Aber von meiner Seite aus, steckte noch mehr dahinter: Ich wollte Svetlana einfach aus Neugierde heraus, weil wir zuvor nett telefoniert hatten, doch nochmal kennenlernen, auch wenn sie für mich so gut wie abgehakt war. Und das war der wahre Grund: Ich wollte sie sehen um ganz zu vergessen, damit ich nicht sauer bin oder traurig ihr hinterher weine, sondern den Blick für Neues offen halte. Andere Mütter haben nämlich auch hübsche oder, wie in diesem Fall, noch hübschere Töchter.
So wartete ich am Bahnhof auf sie und schon der erste Kontakt war ziemlich indifferent: Als ich sie aufgrund ihres “nett gemachten” Passfotos erkannte und: “Du bist Svetlana, ne?”, fragte, bejahte sie. Mehr nicht. Kein “Nett dich kennen zu lernen, Martin” oder ähnliches. Denn Martin war eh bereits abgehakt, da zu schüchtern, ein Langweiler halt. Zweiter fataler Frauentrugschluß… ich könnt kotzen!
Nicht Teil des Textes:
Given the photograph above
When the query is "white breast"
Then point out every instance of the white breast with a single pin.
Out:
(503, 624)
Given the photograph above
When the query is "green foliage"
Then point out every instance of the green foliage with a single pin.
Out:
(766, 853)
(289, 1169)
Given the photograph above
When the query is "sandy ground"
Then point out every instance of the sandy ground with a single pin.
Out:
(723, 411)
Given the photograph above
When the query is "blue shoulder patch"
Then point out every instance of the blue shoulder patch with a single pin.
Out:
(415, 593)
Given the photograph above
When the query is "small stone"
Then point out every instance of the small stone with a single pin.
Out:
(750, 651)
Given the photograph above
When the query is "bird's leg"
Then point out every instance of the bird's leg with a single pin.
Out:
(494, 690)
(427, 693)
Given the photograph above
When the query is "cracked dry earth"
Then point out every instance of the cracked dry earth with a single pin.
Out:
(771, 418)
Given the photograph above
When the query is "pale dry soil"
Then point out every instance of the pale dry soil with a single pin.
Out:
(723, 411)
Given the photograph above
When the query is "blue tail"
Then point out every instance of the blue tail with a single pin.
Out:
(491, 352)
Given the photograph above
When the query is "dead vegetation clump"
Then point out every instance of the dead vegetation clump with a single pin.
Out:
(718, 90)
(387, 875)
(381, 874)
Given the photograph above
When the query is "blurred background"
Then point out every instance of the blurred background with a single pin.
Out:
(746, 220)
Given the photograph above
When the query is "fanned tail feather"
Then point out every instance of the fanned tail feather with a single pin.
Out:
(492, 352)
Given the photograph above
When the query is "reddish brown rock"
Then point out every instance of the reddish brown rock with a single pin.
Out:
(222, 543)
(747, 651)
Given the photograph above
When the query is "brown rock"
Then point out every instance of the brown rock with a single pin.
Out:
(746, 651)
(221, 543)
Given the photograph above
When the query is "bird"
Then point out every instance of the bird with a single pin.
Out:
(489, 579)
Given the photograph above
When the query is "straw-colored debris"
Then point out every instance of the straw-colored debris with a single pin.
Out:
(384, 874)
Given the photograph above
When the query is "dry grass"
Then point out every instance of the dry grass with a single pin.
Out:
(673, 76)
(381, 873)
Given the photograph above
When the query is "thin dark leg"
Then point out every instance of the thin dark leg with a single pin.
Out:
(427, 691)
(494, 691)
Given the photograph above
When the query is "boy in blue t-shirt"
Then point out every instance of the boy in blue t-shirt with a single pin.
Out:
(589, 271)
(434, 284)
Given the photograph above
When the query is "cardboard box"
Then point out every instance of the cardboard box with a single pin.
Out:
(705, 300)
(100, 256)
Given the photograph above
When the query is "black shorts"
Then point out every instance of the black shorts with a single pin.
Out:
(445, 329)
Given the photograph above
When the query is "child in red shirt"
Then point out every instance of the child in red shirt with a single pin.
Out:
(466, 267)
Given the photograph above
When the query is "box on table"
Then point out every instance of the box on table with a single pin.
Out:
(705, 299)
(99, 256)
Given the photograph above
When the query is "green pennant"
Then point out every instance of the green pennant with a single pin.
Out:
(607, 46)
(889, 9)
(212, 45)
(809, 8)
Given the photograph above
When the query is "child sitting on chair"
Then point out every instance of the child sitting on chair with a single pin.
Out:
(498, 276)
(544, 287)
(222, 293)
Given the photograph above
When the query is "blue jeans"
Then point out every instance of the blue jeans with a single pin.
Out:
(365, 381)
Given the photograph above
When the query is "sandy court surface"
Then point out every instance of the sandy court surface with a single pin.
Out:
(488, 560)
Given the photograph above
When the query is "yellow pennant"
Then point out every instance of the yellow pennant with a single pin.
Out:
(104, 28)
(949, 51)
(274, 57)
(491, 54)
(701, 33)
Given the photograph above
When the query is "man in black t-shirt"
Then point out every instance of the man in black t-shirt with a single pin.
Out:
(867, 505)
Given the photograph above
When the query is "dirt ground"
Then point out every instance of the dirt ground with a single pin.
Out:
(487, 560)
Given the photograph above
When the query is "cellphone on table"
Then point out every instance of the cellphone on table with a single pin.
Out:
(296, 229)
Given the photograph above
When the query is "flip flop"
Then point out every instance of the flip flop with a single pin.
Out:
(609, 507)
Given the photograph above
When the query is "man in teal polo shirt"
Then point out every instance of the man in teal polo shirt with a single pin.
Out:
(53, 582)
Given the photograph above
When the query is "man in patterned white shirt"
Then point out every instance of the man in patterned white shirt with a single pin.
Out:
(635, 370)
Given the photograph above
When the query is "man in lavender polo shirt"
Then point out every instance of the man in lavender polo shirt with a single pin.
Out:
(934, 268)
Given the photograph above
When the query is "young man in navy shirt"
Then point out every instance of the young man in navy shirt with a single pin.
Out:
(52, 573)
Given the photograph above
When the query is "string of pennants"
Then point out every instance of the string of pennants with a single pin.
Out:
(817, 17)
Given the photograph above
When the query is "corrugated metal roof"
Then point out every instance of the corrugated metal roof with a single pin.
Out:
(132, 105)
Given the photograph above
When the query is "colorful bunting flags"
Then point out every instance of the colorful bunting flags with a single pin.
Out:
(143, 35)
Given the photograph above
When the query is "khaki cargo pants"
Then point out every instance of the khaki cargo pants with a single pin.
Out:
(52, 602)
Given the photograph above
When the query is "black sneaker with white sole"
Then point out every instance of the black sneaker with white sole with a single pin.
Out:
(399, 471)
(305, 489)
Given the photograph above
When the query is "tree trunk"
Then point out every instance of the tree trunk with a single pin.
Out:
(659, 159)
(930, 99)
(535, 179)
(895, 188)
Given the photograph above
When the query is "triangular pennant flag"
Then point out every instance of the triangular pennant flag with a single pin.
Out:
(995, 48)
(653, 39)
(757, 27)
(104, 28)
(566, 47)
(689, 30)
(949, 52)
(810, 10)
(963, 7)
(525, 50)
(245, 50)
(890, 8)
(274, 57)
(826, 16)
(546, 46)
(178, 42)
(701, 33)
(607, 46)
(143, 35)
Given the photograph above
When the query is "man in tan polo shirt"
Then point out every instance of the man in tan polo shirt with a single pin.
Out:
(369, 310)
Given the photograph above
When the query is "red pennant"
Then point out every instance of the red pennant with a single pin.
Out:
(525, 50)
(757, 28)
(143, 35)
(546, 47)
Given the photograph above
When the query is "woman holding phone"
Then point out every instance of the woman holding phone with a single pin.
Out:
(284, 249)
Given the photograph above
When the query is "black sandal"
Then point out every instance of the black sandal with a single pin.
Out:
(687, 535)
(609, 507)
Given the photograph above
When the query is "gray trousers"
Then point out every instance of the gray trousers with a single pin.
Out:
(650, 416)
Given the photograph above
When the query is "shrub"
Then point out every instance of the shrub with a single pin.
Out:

Auf dem Weg zur Firma plauderten wir ein wenig… ich machte den Fehler mich noch für sie ein bißchen zu interessieren, was sie wiederum nicht interessierte. Sie wirkte auch irgendwie leicht merkwürdig, ganz anders als vorgestellt. Ziemlich passiv und desinteressiert…das merkte man dann auch im Büro.
Die erste Begegnung zwischen Kemal und ihr verlief genau wie bereits geahnt. Kemal mußte mal eben schnell als er Svetlana erblickte von normal auf “Show-Macker” umstellen. Der objektive Betrachter bemerkte seine gespielte Art schnell. Svetlana aber nicht, denn sie interessierte sich für ihn und war auf dem Besten weg ihm zu verfallen.
Wir zeigten ihr unser Büro, den Hafen und erklärten ihr unseren Büroalltag. Das nahm sie alles mit unverhohlener Reaktion getreu der Devise: Is mir doch egal!“ auf.
Sie täuschte nichts vor, so ehrlich war sie. Wahrscheinlich dachte sie nur: “Wann bin ich hier aus dem Büro und weg vom Langweiler Martin, der so kindlich wirkt, und wann kann ich mit Kemal endlich Salsa tanzen und mich danach von dem tollen Hecht durchficken lassen?”
Sie mußte nicht lange warten, dann konnten sie nach Hamburg durchstarten, wo sich vielleicht all ihre Tagträume erfüllen sollten.
Als ich mich mit einem anderen Kollegen im Büro unterhielt, blickte sie öfter zu mir hinüber. Vielleicht dachte sie kurzzeitig: “Oh, doch ganz sympathisch. Aber eben zu schüchtern.”
Viele Gedanken daran verschwendete ich jedoch nicht, denn, nachdem ich sie und ihre komische Art kennengelernt hatte, wollte ich sie eh nicht mal mehr mit der Beißzange anfassen.
Auch ihr Äußeres wirkte sehr ungepflegt, was Lena, eine russische Kollegin, bestätigte: “Tote Haare, zu viel Schminke, maskiertes Gesicht, Haare auf der Jacke, sehr ungepflegt und als Frau wenig attraktiv.”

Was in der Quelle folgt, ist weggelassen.